The Pernice Brothers - Live A Little
"Steady as she goes" should be the motto of the Pernice Brothers. Having crafted four, rather lovely studio albums, their fifth effort sees them shifting their outlook just a little, changing the ingredients of their sugary-sweet mix just enough to keep you interested without losing sight of what their good at.
Like Belle & Sebastian, the Pernice Brothers have made their career from not altering their formula too much - their sweet harmonies, delicate indie-pop arrangements and Joe Pernice's bittersweet lyrics which seem to deal with dark and light, hope and loss in equal measures are all here in large doses.
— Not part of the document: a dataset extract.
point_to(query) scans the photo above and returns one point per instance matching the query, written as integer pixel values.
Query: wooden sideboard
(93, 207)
Live A Little sees them changing their musical make-up just a touch, bolstering their sound, whilst leaving their ear for a tune and eloquent lyrics in place.
Cruelty To Animals has a positively rock 'n roll intro, a thrashy guitar riff which may have a hint of Coldplay about it, then Joe Pernice's breathlessly high vocals float in and it's the Brothers you all know and love. Microscopic View also has an air of something a little different about it, a touch of hammond organ and delicate strings with simple percussion suck you in until the band kick in with a nice Beatles-esque guitar riff. Their homage to the novelist B.S. Johnson is a beautiful ballad of sorts, epic strings and guitars sound upbeat and wouldn't have sounded out of place from Yours, Mine & Ours, this is proof that they don't just write music about love and loss, the clever lyrics "There will be no form for you" linking the early life of Johnson to his contemporary writing style as a novelist is a treat. This is pop music with a brain.
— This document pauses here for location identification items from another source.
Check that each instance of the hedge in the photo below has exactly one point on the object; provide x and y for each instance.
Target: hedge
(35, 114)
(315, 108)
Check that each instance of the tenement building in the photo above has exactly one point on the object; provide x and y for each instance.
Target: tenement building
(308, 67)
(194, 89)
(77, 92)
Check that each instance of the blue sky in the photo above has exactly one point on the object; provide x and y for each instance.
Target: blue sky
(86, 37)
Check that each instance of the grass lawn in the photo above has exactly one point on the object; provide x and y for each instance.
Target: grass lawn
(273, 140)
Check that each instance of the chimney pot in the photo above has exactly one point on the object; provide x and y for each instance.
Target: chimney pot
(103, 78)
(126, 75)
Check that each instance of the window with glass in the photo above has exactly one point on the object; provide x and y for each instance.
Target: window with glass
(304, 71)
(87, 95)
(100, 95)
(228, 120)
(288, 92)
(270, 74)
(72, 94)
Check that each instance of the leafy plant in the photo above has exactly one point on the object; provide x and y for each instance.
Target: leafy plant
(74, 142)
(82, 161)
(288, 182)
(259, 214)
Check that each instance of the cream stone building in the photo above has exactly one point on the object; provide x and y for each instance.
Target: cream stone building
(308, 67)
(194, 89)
However, where these songs in the past might have struggled to make an impression on the listener, sometimes the Pernice Brothers songs just need a little edge, something to mix it up a bit, this record has it. There's more muscle here, the production still has the sheen that comes with a Pernice Brother's record, but there's a little more in the arrangements that augments proceedings and better involves the listener. It may not reach the same lyrical and musical highs as, say, Yours, Mine & Ours but this is another high point in their impressive career so far.